In the economy, just as in sport, there are winners and losers. Sometimes you just play better on the day. But the rules of sport are set up to ensure fair play, and that’s how the economy should function too.

When the Albanese government came to office, unfair contract terms were legal. That meant multinationals could put terms in their contracts that provided for automatic renewal, excessive exit fees and unilateral price increases.

Unfair contract terms let multinationals exploit the power balance between them and local businesses. We changed that last year by banning unfair contract terms.

Now we’re turning our attention to unfair trading practices.
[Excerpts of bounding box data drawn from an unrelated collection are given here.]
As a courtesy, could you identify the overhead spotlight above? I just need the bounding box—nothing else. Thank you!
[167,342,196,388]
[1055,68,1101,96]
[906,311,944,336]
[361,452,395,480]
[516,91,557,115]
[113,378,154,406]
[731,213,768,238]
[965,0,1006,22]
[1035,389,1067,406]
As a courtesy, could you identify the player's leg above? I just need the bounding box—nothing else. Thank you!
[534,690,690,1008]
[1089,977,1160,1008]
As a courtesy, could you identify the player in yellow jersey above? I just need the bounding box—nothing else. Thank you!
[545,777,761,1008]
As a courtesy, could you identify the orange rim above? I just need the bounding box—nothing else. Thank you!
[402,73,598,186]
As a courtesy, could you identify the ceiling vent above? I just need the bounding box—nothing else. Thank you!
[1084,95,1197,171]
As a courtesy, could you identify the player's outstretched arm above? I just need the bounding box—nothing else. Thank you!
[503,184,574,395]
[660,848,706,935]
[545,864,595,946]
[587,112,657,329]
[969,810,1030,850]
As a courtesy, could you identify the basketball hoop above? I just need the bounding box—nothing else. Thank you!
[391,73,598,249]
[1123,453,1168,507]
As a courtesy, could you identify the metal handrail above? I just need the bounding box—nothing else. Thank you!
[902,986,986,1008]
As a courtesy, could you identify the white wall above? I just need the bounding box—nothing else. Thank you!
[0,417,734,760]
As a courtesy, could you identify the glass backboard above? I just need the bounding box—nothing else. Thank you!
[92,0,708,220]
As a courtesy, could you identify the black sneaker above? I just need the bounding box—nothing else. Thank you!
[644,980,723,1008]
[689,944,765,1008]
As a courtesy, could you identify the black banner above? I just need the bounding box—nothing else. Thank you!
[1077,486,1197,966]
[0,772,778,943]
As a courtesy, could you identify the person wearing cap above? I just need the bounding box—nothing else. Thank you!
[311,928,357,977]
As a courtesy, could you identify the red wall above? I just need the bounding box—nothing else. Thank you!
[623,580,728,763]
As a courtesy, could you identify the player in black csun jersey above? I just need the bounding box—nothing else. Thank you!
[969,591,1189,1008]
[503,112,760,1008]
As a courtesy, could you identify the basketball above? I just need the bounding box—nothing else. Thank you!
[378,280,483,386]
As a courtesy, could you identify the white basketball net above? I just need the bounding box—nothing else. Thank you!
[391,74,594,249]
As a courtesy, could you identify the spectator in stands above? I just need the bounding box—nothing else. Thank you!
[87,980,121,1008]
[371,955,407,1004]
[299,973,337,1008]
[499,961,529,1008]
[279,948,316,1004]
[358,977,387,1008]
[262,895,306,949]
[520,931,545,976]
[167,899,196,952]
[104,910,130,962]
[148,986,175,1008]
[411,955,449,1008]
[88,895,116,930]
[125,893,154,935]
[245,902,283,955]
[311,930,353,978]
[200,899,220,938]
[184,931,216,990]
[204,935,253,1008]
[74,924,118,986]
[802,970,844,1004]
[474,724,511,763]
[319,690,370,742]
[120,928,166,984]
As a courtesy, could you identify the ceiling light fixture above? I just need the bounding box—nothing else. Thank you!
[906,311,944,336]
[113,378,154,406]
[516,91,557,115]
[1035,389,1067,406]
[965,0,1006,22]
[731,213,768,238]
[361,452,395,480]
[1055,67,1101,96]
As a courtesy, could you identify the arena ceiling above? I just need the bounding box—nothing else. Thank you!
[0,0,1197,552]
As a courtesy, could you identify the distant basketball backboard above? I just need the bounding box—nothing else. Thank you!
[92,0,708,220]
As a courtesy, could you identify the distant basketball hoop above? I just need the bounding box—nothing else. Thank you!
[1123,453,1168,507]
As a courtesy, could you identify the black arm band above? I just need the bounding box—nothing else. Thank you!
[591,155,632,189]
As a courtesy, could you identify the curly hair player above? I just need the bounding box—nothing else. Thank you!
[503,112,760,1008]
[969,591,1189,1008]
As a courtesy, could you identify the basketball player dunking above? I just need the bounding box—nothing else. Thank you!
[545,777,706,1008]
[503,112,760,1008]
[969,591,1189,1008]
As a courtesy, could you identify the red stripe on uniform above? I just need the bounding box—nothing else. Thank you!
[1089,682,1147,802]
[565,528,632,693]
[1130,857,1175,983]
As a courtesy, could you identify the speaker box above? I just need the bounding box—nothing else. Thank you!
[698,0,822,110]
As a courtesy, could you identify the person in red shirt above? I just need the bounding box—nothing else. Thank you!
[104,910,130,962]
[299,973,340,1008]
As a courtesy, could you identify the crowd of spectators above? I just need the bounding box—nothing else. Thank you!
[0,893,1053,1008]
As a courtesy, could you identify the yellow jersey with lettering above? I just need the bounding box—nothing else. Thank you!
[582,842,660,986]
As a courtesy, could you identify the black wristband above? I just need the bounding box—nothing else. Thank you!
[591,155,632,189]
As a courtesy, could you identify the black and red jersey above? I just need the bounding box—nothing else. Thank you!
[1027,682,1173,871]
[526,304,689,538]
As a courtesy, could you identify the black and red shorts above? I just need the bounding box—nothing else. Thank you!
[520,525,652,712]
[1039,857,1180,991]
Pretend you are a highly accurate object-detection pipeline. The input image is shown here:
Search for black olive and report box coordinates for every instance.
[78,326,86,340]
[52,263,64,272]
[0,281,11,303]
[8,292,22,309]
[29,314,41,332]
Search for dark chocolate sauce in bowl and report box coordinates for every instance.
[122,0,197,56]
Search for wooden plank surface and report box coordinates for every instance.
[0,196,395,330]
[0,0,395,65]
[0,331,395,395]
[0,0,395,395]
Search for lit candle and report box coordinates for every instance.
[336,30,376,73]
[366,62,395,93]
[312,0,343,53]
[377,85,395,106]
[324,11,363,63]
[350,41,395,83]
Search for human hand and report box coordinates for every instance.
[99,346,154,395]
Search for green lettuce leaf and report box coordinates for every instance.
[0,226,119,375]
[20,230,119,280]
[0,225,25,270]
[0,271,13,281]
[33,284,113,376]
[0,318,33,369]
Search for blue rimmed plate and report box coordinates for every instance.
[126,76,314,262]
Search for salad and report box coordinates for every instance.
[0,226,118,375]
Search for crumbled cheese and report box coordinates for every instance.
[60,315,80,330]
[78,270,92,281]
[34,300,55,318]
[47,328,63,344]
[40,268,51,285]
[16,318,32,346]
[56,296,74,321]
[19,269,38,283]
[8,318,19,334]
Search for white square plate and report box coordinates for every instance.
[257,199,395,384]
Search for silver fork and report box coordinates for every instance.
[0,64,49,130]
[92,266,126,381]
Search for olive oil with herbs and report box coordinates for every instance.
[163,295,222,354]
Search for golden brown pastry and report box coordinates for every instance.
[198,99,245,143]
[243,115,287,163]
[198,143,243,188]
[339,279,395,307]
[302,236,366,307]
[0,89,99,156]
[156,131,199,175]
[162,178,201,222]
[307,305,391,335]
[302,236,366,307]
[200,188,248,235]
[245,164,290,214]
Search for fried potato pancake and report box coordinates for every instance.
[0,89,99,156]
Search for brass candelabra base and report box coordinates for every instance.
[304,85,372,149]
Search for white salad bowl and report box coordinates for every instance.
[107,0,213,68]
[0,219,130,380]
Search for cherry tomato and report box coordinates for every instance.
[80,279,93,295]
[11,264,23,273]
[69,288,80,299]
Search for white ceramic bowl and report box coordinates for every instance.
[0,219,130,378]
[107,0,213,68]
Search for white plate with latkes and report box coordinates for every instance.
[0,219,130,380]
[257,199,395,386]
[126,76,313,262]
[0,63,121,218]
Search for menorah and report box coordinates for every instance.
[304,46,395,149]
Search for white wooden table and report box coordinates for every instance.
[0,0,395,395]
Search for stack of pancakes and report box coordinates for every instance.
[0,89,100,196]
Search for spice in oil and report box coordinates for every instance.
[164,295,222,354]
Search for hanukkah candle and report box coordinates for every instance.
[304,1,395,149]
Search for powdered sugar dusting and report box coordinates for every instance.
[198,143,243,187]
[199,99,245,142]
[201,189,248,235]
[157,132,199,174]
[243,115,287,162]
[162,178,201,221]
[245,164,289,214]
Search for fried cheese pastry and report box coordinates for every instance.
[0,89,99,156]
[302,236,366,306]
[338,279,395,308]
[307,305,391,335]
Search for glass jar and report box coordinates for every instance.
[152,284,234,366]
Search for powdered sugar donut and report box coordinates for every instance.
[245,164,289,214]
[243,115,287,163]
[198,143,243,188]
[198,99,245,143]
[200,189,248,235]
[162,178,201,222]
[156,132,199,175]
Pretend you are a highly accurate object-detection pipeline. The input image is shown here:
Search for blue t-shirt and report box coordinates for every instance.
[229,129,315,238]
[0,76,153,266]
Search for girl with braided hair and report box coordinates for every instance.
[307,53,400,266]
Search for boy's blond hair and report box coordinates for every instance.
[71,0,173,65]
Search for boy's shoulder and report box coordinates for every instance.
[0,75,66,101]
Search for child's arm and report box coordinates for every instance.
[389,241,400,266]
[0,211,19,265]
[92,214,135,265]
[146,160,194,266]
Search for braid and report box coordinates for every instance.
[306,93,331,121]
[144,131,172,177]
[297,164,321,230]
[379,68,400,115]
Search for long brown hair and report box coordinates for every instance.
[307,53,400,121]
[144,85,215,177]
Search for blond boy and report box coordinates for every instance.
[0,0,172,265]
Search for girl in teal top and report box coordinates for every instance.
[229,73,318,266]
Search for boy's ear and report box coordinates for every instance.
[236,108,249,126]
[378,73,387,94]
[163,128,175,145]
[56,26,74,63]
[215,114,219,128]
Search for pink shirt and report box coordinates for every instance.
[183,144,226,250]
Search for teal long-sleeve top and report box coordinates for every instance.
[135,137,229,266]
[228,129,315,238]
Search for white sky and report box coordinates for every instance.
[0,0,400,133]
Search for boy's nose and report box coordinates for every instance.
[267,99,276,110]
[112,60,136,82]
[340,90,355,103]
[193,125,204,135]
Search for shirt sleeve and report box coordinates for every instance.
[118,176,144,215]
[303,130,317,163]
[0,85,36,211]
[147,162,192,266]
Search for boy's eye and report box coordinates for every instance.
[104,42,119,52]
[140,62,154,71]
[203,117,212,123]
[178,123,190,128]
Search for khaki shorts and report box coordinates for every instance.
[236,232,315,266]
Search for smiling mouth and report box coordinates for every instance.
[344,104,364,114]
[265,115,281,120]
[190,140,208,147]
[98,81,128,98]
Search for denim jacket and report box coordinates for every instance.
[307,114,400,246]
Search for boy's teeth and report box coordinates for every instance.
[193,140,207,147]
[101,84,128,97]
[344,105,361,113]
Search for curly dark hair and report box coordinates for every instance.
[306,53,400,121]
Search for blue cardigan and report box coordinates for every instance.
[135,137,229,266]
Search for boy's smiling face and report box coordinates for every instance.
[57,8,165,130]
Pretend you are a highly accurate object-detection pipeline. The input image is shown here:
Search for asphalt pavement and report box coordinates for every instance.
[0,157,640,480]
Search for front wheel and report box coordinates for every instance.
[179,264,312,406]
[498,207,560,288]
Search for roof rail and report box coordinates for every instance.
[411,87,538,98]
For example, unsubscribing from a digital streaming service often involves confusing menus, skewed wording and urges to stay a bit longer.

Some sites try to trick users by using a red button for yes and a green button for no.

And there’s search engine manipulation, such as when food delivery companies ensure their site appears above a restaurant’s in internet searches.

Australian law bans several specific unfair trading practices, but there is no general ban on unfair trading practices. A sign that reform is needed comes from recent court cases.

In one case, the Australian Competition and Consumer Commission alleged that Medibank had engaged in misleading conduct by making false representations about health insurance policies. The ACCC lost, even though the Federal Court said Medibank had acted harshly and unfairly.

In another court case, the ACCC was unsuccessful against a VET FEEHELP diploma provider that used door‑to‑door sales in disadvantaged communities, promising students free laptops and promising free courses for low earners. That behaviour didn’t breach current law.

Unfair trading practices are banned in many other parts of the world, including the EU, Britain and Singapore. The US banned unfair trading practices in 1938.

The Australian government is looking at international jurisdictions, and the recommendations of our agencies, to shape Australia’s competition and consumer laws.

Whatever path we take on this important area of consumer law, we know competition depends on strong safeguards for Australian households and small businesses. They’re meshed together in our laws, regulation and in practice.

When firms get away with ripping off consumers, it creates the wrong competition incentives. Other firms see bad behaviour go unpunished and protect their own patch by employing the same dodgy tactics.

Soon enough there’s a race to the bottom in dodginess.

But consumer protections also foster competition. They help drive a race to the top in service quality.

They’re good for start‑ups, good for business and good for Australia.